Amateur Sleuth Helps Stop National Archives Thefts

When J. David Goldin saw the recorded interview of baseball great Babe Ruth for sale on eBay he knew something was wrong. There was only one original record of that 1937 interview of Ruth on a hunting trip, and Goldin had donated it to a government archive more than 30 years ago. Now someone was auctioning it off, the winning bid just $34.75.

“I took one look at the record label and I said, `holy smokes, that’s my record,”‘ said the retired radio engineer.

From his home in Connecticut, filled with antique radios and tape reels, Goldin launched an amateur sleuthing effort that helped uncover a thief ripping off America’s most important repository of historical records. The heist turned out to be an inside job. The culprit was the recently retired head of the video and sound branch of the National Archives and Records Administration – the agency entrusted with preserving such documents as the Declaration of Independence and Constitution.

Leslie Charles Waffen, a 40-year employee, has acknowledged stealing thousands of sound recordings from the archive, and prosecutors say more than 1,000 were sold on eBay. The thefts started as early as 2001, and the stolen recordings include items ranging from a recording of the 1948 World Series to an eyewitness report of the Hindenburg crash. Waffen was set to be sentenced by a judge in Maryland and will likely spend a year and a half in prison.

It was Goldin’s meticulous record-keeping and some sleuthing worthy of a modern-day detective drama, however, that brought Waffen to authorities’ attention and helped catch him.

The 69-year-old Goldin’s interest in radio began when he was a teenager. He taped his first broadcast at age 14 and studied radio production at New York University before working for CBS, NBC and other stations.

At the same time, he became passionate about preserving radio’s history. He started creating his own archive of sound recordings, in the early days storing records under the bed in his small apartment in the Bronx.

These days, Goldin has a computer catalog for sorting through his holdings, more than 100,000 programs in all. He paid to have the system custom designed for him in the 1980s and estimates he’s spent hundreds of thousands of dollars obtaining and archiving broadcasts. Rows of neatly organized boxes of tape reels fill the basement of his Sandy Hook, Connecticut, home, which he shares with his wife Joyce, three dogs and 917 antique radios.

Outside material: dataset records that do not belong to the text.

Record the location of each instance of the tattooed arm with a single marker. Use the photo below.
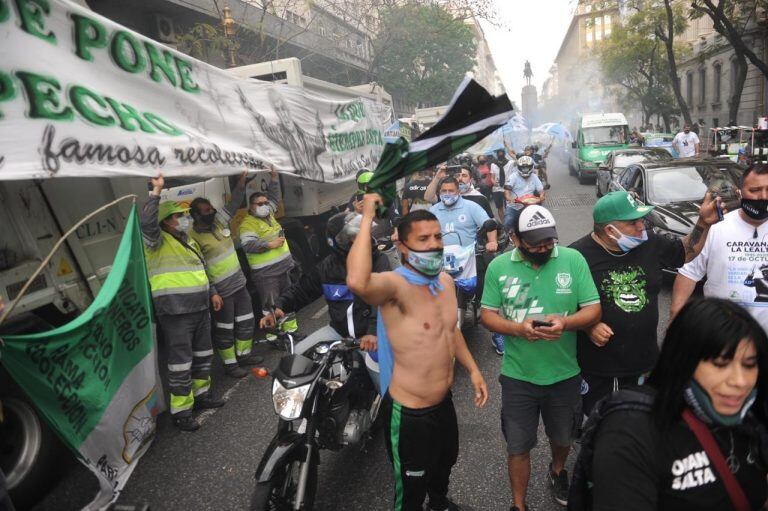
(694, 242)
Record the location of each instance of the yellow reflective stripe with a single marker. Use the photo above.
(160, 270)
(268, 258)
(181, 403)
(243, 347)
(228, 355)
(183, 279)
(200, 386)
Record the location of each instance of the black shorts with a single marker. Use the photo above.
(423, 444)
(559, 405)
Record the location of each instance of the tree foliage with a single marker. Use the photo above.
(422, 52)
(634, 59)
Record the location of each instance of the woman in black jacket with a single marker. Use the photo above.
(712, 374)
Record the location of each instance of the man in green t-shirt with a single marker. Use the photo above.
(537, 296)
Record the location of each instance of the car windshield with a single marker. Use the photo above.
(624, 160)
(605, 135)
(682, 184)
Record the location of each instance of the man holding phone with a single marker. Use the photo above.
(537, 296)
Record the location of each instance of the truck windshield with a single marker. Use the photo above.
(605, 135)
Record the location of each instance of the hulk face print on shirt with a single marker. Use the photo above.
(627, 289)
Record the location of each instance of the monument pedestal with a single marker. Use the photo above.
(530, 103)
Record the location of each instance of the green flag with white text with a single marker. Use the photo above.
(95, 378)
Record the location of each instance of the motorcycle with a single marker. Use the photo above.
(324, 399)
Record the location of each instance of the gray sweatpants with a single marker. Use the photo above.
(233, 332)
(270, 288)
(188, 344)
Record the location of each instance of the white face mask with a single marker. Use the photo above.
(262, 211)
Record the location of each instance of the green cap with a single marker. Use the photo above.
(168, 208)
(618, 206)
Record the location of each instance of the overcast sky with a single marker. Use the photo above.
(532, 31)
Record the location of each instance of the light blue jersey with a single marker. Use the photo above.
(520, 186)
(464, 219)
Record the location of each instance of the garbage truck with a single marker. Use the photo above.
(36, 213)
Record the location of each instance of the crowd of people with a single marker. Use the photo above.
(576, 328)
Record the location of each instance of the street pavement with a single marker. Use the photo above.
(212, 469)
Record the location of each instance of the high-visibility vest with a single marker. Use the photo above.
(175, 269)
(252, 226)
(218, 251)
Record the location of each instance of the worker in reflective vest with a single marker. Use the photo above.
(234, 322)
(181, 293)
(265, 245)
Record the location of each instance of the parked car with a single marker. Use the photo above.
(677, 188)
(618, 160)
(663, 140)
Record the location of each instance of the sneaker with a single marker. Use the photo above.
(498, 343)
(250, 360)
(208, 402)
(560, 485)
(450, 506)
(186, 423)
(235, 371)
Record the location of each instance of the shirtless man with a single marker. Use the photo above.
(418, 309)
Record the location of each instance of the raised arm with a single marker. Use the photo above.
(430, 194)
(694, 242)
(373, 288)
(236, 199)
(150, 227)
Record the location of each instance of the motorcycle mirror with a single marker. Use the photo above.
(334, 384)
(260, 372)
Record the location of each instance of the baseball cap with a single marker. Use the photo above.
(618, 206)
(168, 208)
(536, 224)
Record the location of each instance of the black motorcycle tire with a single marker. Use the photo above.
(262, 499)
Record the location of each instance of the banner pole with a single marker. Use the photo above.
(53, 251)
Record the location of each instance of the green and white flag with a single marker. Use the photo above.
(472, 115)
(95, 378)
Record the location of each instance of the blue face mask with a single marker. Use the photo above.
(449, 200)
(627, 243)
(701, 404)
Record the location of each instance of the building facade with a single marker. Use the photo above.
(575, 85)
(708, 76)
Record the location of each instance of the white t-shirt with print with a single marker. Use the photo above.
(686, 143)
(735, 263)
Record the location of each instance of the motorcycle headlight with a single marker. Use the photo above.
(289, 402)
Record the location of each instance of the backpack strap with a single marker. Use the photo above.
(707, 441)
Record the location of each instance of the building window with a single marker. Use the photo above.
(717, 70)
(689, 88)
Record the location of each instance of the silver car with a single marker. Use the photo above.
(618, 160)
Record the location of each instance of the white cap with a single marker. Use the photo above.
(536, 224)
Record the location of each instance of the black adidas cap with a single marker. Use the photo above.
(536, 224)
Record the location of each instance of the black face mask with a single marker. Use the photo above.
(209, 218)
(757, 209)
(537, 258)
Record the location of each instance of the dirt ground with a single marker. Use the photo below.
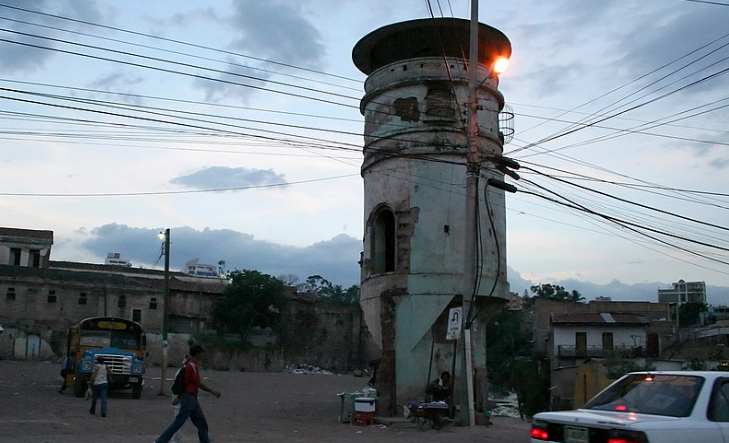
(254, 408)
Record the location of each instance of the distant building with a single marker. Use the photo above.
(195, 269)
(515, 302)
(28, 248)
(683, 292)
(114, 259)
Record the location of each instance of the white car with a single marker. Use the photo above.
(646, 407)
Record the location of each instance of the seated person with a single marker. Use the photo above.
(440, 388)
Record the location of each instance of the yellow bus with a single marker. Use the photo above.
(119, 341)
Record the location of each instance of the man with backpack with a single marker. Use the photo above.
(189, 405)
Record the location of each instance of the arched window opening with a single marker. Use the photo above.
(383, 242)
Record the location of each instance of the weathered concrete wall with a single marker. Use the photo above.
(414, 166)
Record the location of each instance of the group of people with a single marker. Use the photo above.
(185, 405)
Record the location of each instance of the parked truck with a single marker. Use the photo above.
(120, 342)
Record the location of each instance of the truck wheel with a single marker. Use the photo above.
(79, 387)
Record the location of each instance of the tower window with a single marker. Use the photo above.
(383, 242)
(15, 256)
(34, 258)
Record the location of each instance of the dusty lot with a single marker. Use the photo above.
(255, 407)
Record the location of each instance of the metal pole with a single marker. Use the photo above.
(467, 414)
(165, 318)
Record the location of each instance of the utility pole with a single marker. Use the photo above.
(473, 167)
(165, 315)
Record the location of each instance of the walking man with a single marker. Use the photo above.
(189, 406)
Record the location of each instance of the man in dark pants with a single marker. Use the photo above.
(189, 406)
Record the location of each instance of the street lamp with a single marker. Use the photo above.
(473, 168)
(165, 310)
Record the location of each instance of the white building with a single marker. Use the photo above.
(683, 292)
(115, 259)
(195, 269)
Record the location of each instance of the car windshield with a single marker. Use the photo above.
(659, 394)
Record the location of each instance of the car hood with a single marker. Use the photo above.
(587, 417)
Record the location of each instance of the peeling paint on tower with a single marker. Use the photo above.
(414, 200)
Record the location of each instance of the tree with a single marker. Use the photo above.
(330, 293)
(546, 291)
(252, 299)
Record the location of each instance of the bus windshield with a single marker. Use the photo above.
(116, 339)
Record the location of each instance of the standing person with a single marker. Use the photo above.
(99, 382)
(189, 406)
(177, 438)
(439, 389)
(65, 369)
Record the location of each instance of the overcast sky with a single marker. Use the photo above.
(236, 124)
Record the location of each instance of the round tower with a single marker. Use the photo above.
(414, 170)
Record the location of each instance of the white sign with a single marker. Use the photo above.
(454, 324)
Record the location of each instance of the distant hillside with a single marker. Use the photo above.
(618, 291)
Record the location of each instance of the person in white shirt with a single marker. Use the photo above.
(99, 383)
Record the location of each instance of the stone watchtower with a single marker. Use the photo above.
(415, 108)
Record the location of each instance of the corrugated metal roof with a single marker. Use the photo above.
(26, 233)
(603, 318)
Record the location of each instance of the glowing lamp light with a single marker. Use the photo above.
(501, 65)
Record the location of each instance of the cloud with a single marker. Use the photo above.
(120, 83)
(238, 82)
(719, 163)
(278, 31)
(335, 259)
(616, 290)
(223, 177)
(19, 57)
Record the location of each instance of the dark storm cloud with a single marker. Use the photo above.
(223, 177)
(335, 259)
(18, 57)
(278, 31)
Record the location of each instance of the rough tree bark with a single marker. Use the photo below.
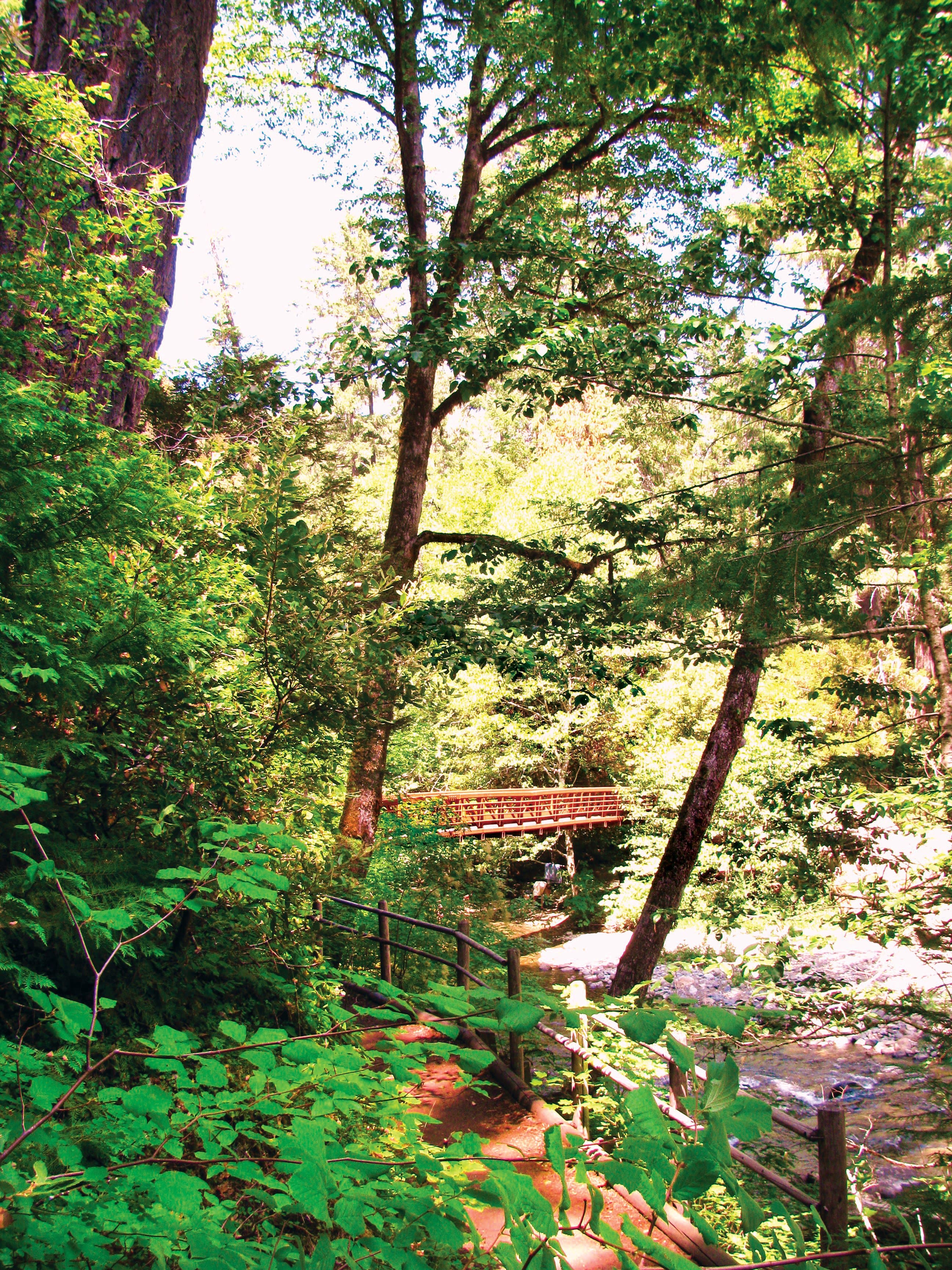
(660, 912)
(150, 121)
(726, 737)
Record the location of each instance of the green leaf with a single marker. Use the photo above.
(348, 1215)
(682, 1056)
(724, 1020)
(721, 1086)
(441, 1230)
(699, 1175)
(752, 1216)
(707, 1231)
(45, 1091)
(212, 1075)
(517, 1018)
(180, 1192)
(310, 1188)
(644, 1114)
(645, 1025)
(474, 1061)
(748, 1119)
(148, 1100)
(666, 1258)
(234, 1032)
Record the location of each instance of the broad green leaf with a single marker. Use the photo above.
(310, 1188)
(44, 1090)
(644, 1114)
(442, 1231)
(721, 1086)
(699, 1175)
(474, 1061)
(212, 1075)
(748, 1119)
(716, 1016)
(348, 1215)
(517, 1018)
(180, 1192)
(148, 1100)
(682, 1056)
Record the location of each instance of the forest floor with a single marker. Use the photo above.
(512, 1133)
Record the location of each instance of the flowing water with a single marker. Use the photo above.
(898, 1095)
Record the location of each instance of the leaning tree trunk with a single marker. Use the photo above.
(660, 911)
(150, 122)
(368, 757)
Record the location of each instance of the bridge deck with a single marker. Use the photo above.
(499, 813)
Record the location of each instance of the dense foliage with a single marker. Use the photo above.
(631, 482)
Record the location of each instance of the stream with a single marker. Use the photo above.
(898, 1095)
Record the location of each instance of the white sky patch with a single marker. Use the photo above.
(271, 209)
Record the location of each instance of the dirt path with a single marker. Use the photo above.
(512, 1133)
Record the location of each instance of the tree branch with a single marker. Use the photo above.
(509, 546)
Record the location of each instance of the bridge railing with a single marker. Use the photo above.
(465, 944)
(483, 813)
(829, 1134)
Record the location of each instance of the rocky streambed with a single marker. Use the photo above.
(898, 1095)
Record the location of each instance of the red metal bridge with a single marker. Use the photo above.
(499, 813)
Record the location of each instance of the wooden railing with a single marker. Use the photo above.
(829, 1133)
(499, 813)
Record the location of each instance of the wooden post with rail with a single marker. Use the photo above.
(386, 972)
(462, 955)
(832, 1150)
(578, 1000)
(517, 1061)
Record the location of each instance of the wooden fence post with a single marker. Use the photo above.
(384, 931)
(517, 1061)
(462, 955)
(832, 1148)
(578, 1000)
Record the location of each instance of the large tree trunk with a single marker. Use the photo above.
(365, 788)
(660, 911)
(151, 119)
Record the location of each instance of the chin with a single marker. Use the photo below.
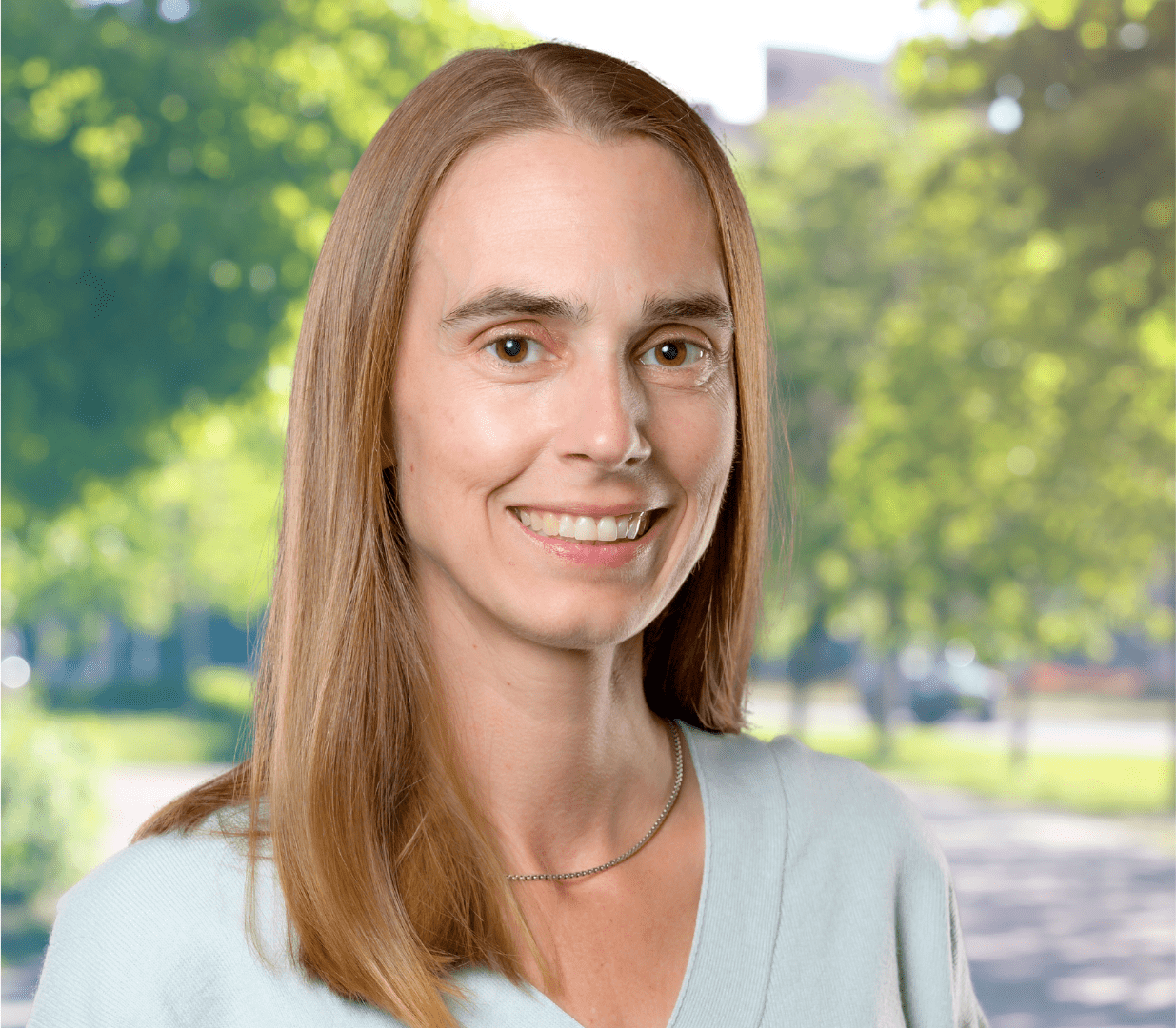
(581, 624)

Now retired, he spends his days preserving recordings by transferring them from their original metal, glass and plastic records to tape. He cleans up the sound with a bank of equipment that takes up part of his living room and makes his catalog available on his website. He says he has enough uncataloged recordings to last the rest of his life.

Once Goldin has listened to and copied the recordings, however, he doesn’t need the original discs. That’s one of the reasons why he asked the National Archive in the 1970s if it wanted the originals, most of them radio broadcasts from the 1930s and 1940s. The archive said yes, and Goldin donated thousands of recordings ranging from political speeches and interviews to Congressional hearings. Then, he says, he mostly forgot about them.

In September 2010, however, he typed one of his routine searches for records into eBay and saw the Babe Ruth recording for sale.

Goldin wasn’t sure what was happening. He wrote to the National Archives. Were they getting rid of old material? If so, he wanted his records back. He got a call a few days later. No, the archive hadn’t sold anything. The record was missing, and it seemed likely it had been stolen.

Goldin, a meticulous record keeper, turned over the information he had, including documentation of his donation. He knew the eBay seller with the Ruth record was going by the name “hi-fi-gal” and lived in Rockville, Md.

Then Goldin did some detective work of his own. He ordered a different recording from “hi-fi-gal,” and when it arrived he traced the package’s return address. It came back as the home of Leslie Waffen, the man who had accepted Goldin’s donation to the Archives more than 30 years earlier.

“I was kind of puzzled at the beginning and then disappointed when I discovered it was Les Waffen,” said Goldin, who added the men hadn’t stayed in touch.

With that information and more, federal officials obtained a search warrant and raided Waffen’s home, carting away two truckloads of materials. Late last year, Waffen pleaded guilty to stealing government property. He and his lawyer have declined to talk to reporters.

Soon after his guilty plea, however, Waffen wrote an apology letter to friends and colleagues, saying he was “deeply ashamed and embarrassed” by his actions. But he denied that the records he took and sold, worth at least $30,000, were “unique or of significant historical value.” In the 1980s, the archive had made copies of at least some of the recordings on reel to reel tapes, just as Goldin himself had. Waffen said most of what he sold was considered duplicative or excess. Still, he acknowledged he’d been wrong to take them.

“I lost archival perspective and made wrong choices,” Waffen wrote.